Il ne pouvait y avoir de troupes étrangères sur le territoire ukrainien. Il faudrait en outre que le russe soit reconnu comme deuxième langue et que le culte de l'Église orthodoxe russe, instrument de propagande du Kremlin, soit restauré. La Russie sait parfaitement qu’il s’agit d’un plan inacceptable pour l’Ukraine, d’une véritable provocation.

Zelensky veut parler à Trump

Le président ukrainien Volodymyr Zelensky a reconnu connaître déjà le document, mais il a été très prudent dans son évaluation. Zelensky indique vouloir discuter de son contenu directement avec Donald Trump. Et il a souligné une fois de plus que l'Ukraine apprécie les efforts déployés par le président des États-Unis, dont la contribution est unique lorsqu'il s'agit de parvenir à la paix.

Le dirigeant russe Vladimir Poutine manœuvre avec cette capitulation secrète tout en ordonnant des bombardements sur la population civile. Au moins 26 personnes ont été tuées mercredi dans une attaque de missile contre un immeuble de la ville occidentale de Ternopil. Il y a 90 blessés. Les équipes de secours continuent de rechercher les personnes disparues : il y a une vingtaine de personnes dont on ne sait pas où elles se trouvent.

Comme Zelensky, les dirigeants européens ont réagi avec prudence, mais sans accorder d’importance au prétendu plan de paix. Le chancelier allemand Friedrich Merz a été très clair : la meilleure façon de convaincre la Russie de s’asseoir et de négocier est de continuer à faire pression. Merz est prêt à envoyer des missiles à longue portée à Kiev et préconise l’utilisation de fonds russes gelés pour maintenir l’Ukraine dans la résistance. Il lui faudra au moins 135 milliards d'euros dans les deux prochaines années.

Le ministre néerlandais des Affaires étrangères, David van Weel, a déclaré qu'il s'agissait de la souveraineté de l'Ukraine : « et sans le soutien de l'Ukraine, vous n'obtiendrez pas de soutien européen ». La ministre suédoise des Affaires étrangères, Maria Malmer Stenergard, qui soutient également l'exploitation des fonds russes, a déclaré : « Il est évident que la Russie n'est pas disposée à mener des négociations de paix sérieuses ».

« Les Ukrainiens veulent la paix, une paix juste qui respecte la souveraineté de tous, une paix durable qui ne puisse être remise en question par de futures agressions », a déclaré le ministre français des Affaires étrangères, Jean-Noël Barrot. « Mais la paix ne peut pas être une capitulation. »

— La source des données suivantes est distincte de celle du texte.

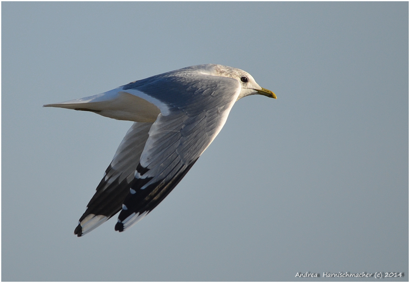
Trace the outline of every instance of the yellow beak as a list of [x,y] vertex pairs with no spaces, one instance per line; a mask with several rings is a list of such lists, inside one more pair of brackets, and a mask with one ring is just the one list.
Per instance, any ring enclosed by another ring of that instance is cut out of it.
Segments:
[[255,90],[257,92],[258,94],[261,94],[262,95],[267,96],[268,97],[275,98],[275,99],[277,98],[276,95],[273,93],[271,91],[269,91],[269,89],[262,88],[262,89],[255,89]]

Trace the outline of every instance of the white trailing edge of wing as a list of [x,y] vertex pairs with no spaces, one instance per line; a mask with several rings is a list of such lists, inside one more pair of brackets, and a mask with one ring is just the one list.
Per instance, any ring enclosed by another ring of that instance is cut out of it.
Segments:
[[137,90],[124,91],[122,86],[95,95],[47,104],[43,107],[90,111],[118,120],[138,122],[154,122],[160,113],[165,116],[169,113],[166,103]]

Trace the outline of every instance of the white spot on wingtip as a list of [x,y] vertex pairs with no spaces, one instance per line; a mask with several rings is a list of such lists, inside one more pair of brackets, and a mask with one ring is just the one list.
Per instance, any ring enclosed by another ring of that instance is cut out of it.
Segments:
[[133,212],[132,213],[131,215],[130,215],[129,216],[128,216],[126,218],[125,218],[125,219],[124,220],[124,221],[123,221],[123,223],[125,223],[126,222],[127,222],[127,221],[128,221],[129,220],[130,220],[130,219],[131,219],[131,218],[132,218],[133,217],[134,217],[134,215],[135,215],[135,212]]

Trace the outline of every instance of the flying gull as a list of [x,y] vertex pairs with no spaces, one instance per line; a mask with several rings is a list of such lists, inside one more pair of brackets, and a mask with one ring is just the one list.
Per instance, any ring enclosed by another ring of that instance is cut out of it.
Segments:
[[235,102],[253,94],[276,98],[244,71],[207,64],[44,105],[134,122],[74,234],[88,233],[120,211],[116,231],[123,231],[141,220],[168,195],[214,140]]

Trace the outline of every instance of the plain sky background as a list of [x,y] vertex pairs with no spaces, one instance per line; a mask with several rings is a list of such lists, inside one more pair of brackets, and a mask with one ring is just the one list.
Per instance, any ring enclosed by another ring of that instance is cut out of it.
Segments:
[[[2,2],[2,281],[408,281],[408,2]],[[278,99],[138,224],[75,236],[132,122],[42,106],[206,63]]]

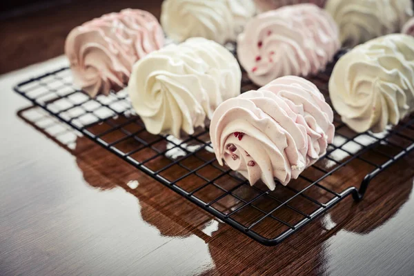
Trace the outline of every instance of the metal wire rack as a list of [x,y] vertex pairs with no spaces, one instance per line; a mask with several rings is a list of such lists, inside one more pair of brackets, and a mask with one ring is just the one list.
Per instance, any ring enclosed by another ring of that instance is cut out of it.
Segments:
[[[328,103],[329,75],[328,70],[310,79]],[[244,77],[242,92],[253,87]],[[91,99],[74,88],[68,68],[22,82],[14,90],[75,129],[77,135],[90,138],[266,246],[280,243],[350,195],[362,199],[376,175],[414,148],[413,115],[374,135],[353,132],[335,114],[336,135],[326,155],[298,179],[270,191],[263,184],[250,186],[237,172],[220,166],[208,130],[199,130],[182,140],[151,135],[125,91]],[[47,126],[42,128],[48,131]],[[59,137],[59,133],[52,136]],[[75,141],[71,143],[67,146],[74,146]],[[359,186],[344,186],[350,182]]]

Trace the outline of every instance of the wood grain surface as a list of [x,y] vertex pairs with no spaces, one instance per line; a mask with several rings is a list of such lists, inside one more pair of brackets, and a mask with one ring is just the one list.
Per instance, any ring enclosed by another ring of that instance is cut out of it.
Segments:
[[[156,2],[135,1],[131,6],[158,15]],[[132,3],[88,5],[75,1],[14,18],[12,24],[2,23],[6,28],[0,32],[10,34],[8,43],[18,48],[0,42],[8,54],[0,57],[2,72],[61,54],[73,26]],[[41,30],[43,24],[50,28]],[[27,102],[17,95],[0,97],[0,275],[411,275],[414,271],[413,153],[376,177],[362,202],[347,198],[280,245],[266,247],[39,108],[22,110]],[[356,161],[324,184],[340,191],[357,185],[366,169]],[[317,172],[308,173],[312,177]],[[310,193],[321,200],[324,196]]]

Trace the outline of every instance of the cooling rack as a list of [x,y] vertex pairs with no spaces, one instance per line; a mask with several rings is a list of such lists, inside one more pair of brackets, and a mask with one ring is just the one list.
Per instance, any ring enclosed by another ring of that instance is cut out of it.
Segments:
[[[330,74],[328,69],[310,79],[329,103]],[[242,92],[255,88],[246,77],[241,86]],[[270,191],[261,183],[250,186],[237,172],[220,166],[208,129],[182,140],[151,135],[135,114],[126,91],[91,99],[73,86],[68,68],[22,82],[14,90],[74,129],[77,135],[88,137],[266,246],[280,243],[349,195],[361,200],[375,176],[414,148],[413,115],[374,135],[353,132],[335,113],[336,135],[326,155],[298,179]],[[42,128],[48,132],[47,125]],[[59,133],[52,136],[59,139]],[[71,143],[67,146],[75,146],[76,141]],[[346,186],[348,183],[354,186]]]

La paix que Trump recherche avec ce plan est impossible car elle n’est ni juste ni durable. Le président des États-Unis recherche un titre qui le décrit comme l'architecte de la paix en Ukraine. Le lendemain, on passera à un autre sujet. Les Russes le savent et tentent de le convaincre à nouveau qu’ils sont prêts à négocier, alors qu’en réalité ils ne donnent rien, ils reportent simplement leur objectif de contrôle total de l’Ukraine. Ils ouvriraient la voie pour y parvenir dans un deuxième temps.

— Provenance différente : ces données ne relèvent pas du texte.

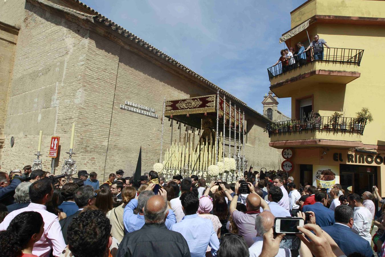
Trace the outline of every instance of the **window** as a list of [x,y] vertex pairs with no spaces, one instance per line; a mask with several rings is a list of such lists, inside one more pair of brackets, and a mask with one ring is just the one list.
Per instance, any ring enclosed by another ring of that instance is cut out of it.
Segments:
[[273,120],[273,110],[271,108],[269,108],[266,110],[266,116],[268,119]]

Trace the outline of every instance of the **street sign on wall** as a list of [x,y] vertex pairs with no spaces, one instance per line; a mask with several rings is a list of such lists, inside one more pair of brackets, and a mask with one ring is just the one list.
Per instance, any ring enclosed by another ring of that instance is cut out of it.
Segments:
[[291,148],[285,148],[282,150],[282,157],[285,160],[289,160],[293,157],[293,150]]
[[293,170],[294,167],[294,165],[289,160],[285,160],[282,162],[282,164],[281,165],[282,168],[282,170],[286,172],[290,172]]
[[60,137],[52,136],[51,138],[51,144],[50,145],[49,157],[56,158],[57,156],[57,149],[59,147],[59,140]]

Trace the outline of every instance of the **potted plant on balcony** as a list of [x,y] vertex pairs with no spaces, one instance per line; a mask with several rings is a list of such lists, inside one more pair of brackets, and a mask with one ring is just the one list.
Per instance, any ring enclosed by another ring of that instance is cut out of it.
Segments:
[[331,127],[333,129],[335,129],[337,127],[337,124],[338,124],[338,120],[342,116],[342,113],[338,113],[337,112],[334,112],[334,113],[331,115],[331,117],[330,117],[330,123],[331,123]]
[[355,130],[361,131],[362,124],[366,120],[370,123],[373,121],[373,116],[372,113],[367,107],[363,107],[360,111],[356,113],[356,118],[354,119],[353,127]]
[[345,117],[345,111],[342,111],[342,113],[339,119],[340,122],[338,124],[340,125],[340,129],[341,130],[346,130],[348,127],[347,119]]

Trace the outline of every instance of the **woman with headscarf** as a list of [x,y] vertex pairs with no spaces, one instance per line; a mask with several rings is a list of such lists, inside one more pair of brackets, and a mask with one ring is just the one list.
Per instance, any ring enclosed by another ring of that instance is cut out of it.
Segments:
[[204,218],[208,218],[213,222],[214,231],[217,232],[218,238],[221,237],[221,228],[222,223],[218,216],[210,213],[213,210],[213,198],[208,195],[202,195],[199,199],[199,207],[197,213],[198,216]]

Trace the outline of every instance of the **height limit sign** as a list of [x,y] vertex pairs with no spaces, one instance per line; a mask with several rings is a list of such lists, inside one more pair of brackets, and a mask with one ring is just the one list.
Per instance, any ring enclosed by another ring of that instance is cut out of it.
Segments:
[[56,158],[56,156],[57,156],[57,148],[59,147],[59,140],[60,139],[60,137],[59,136],[51,137],[49,157],[51,158]]

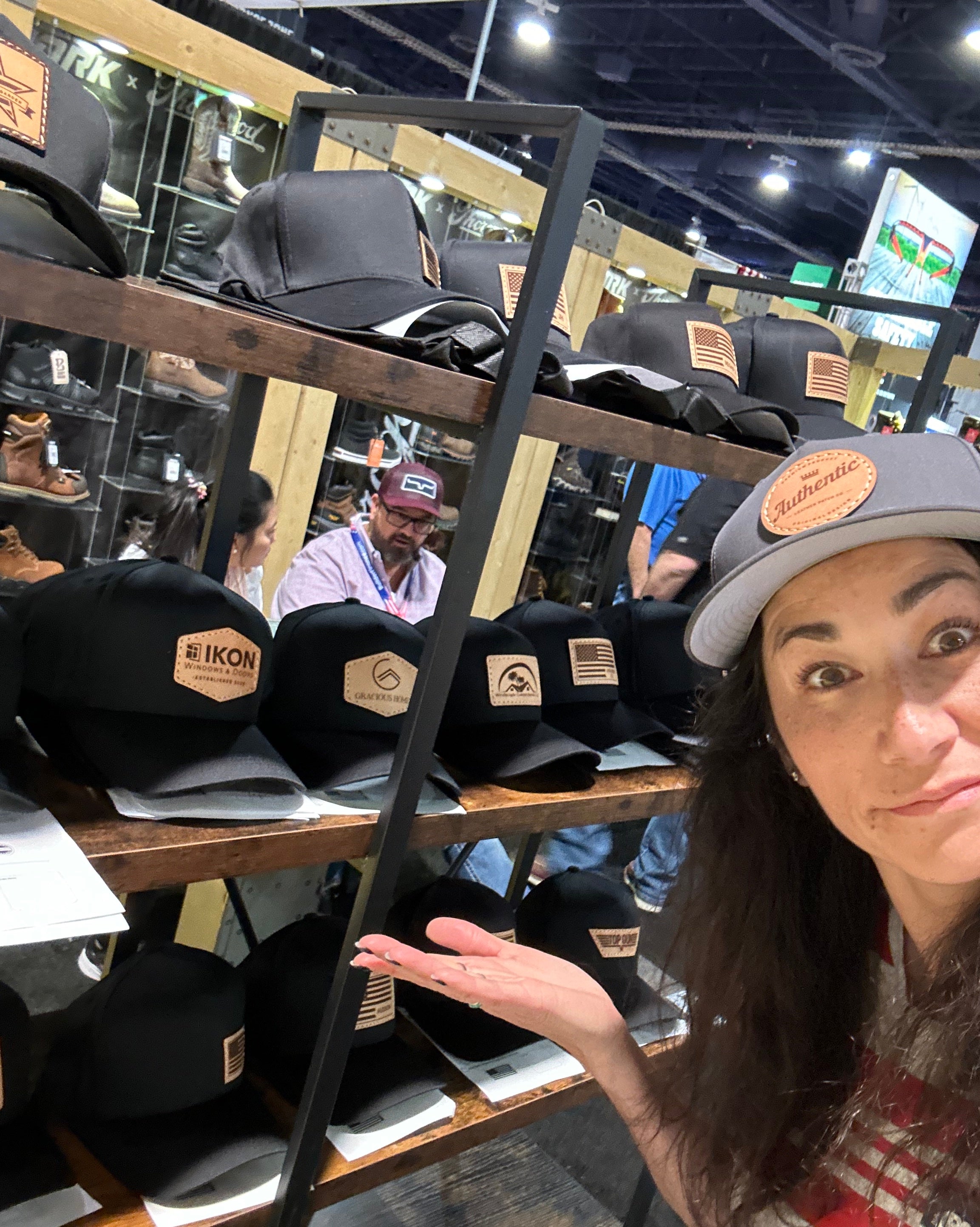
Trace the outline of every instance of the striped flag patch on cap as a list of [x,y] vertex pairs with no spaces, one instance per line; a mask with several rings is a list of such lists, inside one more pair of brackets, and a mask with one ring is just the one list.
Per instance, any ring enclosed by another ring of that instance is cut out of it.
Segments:
[[848,404],[848,377],[851,364],[839,353],[811,350],[807,355],[806,394],[813,400],[834,400]]
[[738,384],[738,361],[732,339],[720,324],[704,320],[687,320],[687,340],[691,347],[691,366],[695,371],[716,371]]

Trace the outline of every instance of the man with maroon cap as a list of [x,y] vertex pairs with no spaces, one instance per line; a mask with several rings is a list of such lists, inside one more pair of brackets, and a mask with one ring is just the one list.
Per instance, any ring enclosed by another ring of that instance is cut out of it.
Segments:
[[423,464],[389,469],[367,515],[316,537],[293,558],[272,598],[272,620],[348,596],[407,622],[429,617],[445,563],[423,545],[442,506],[438,472]]

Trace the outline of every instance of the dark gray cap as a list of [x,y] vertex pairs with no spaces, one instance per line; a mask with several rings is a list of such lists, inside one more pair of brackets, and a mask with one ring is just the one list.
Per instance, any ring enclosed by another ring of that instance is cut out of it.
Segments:
[[719,533],[714,588],[684,645],[727,669],[784,584],[848,550],[902,537],[980,540],[980,455],[948,434],[807,443],[764,477]]

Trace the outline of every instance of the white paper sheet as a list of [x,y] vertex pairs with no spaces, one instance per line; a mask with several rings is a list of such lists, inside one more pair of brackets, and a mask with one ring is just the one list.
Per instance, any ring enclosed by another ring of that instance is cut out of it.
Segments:
[[223,1201],[212,1201],[209,1206],[193,1206],[184,1210],[177,1206],[162,1206],[158,1201],[151,1201],[148,1198],[144,1198],[144,1205],[157,1227],[183,1227],[184,1223],[196,1223],[202,1218],[217,1218],[220,1215],[229,1215],[237,1210],[264,1206],[275,1198],[277,1188],[278,1177],[274,1175],[265,1184],[260,1184],[258,1189],[238,1193],[233,1198],[224,1198]]
[[384,1150],[392,1142],[400,1142],[402,1137],[411,1137],[423,1129],[451,1120],[455,1114],[456,1104],[448,1094],[442,1091],[423,1091],[422,1094],[413,1094],[411,1099],[379,1112],[369,1121],[331,1125],[326,1136],[347,1162],[353,1162],[364,1155]]
[[101,1202],[90,1198],[80,1184],[72,1184],[70,1189],[55,1189],[0,1210],[0,1227],[64,1227],[93,1210],[102,1210]]
[[599,761],[596,771],[626,771],[628,767],[673,767],[670,758],[650,750],[640,741],[623,741],[607,750]]

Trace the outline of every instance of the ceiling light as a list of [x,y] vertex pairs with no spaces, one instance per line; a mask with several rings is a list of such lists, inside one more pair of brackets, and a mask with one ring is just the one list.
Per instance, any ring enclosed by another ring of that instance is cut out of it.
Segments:
[[764,174],[759,180],[767,191],[787,191],[790,187],[790,180],[785,174],[780,174],[778,171],[770,171]]
[[518,26],[518,38],[529,47],[547,47],[551,42],[551,31],[540,21],[529,18]]

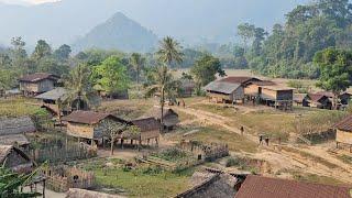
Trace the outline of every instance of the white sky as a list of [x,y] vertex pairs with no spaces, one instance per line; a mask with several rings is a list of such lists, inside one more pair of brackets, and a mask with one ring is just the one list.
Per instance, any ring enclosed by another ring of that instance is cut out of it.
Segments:
[[0,2],[11,3],[11,4],[25,4],[25,3],[40,4],[44,2],[54,2],[54,1],[59,1],[59,0],[0,0]]

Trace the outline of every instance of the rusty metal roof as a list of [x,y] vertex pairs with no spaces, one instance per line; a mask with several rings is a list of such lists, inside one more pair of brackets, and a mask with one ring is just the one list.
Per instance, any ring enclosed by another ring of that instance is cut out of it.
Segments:
[[58,80],[59,77],[56,75],[47,74],[47,73],[35,73],[35,74],[23,76],[22,78],[19,79],[19,81],[36,82],[44,79]]
[[219,81],[229,82],[229,84],[248,84],[252,81],[262,81],[262,80],[258,78],[249,77],[249,76],[230,76]]
[[342,119],[340,122],[332,125],[332,129],[352,132],[352,116]]
[[74,111],[69,116],[64,117],[62,120],[67,122],[75,122],[75,123],[97,124],[101,120],[108,117],[121,122],[127,122],[125,120],[114,117],[110,113],[95,112],[95,111]]
[[235,198],[351,198],[351,189],[249,175]]

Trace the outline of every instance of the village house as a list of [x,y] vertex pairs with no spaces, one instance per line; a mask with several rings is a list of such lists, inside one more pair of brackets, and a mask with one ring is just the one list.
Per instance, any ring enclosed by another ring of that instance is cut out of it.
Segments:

Les Ukrainiens comme les Européens, la majorité à l'exception du pro-russe Orbán ou du slovaque Fico, sont bien conscients des ruses de Poutine. Une fois de plus, ils doivent mettre en pratique leur maîtrise de la diplomatie pour empêcher Trump d’imposer à l’Ukraine une paix qui serait une invitation pour la Russie à faire sauter les fondements de la relation transatlantique.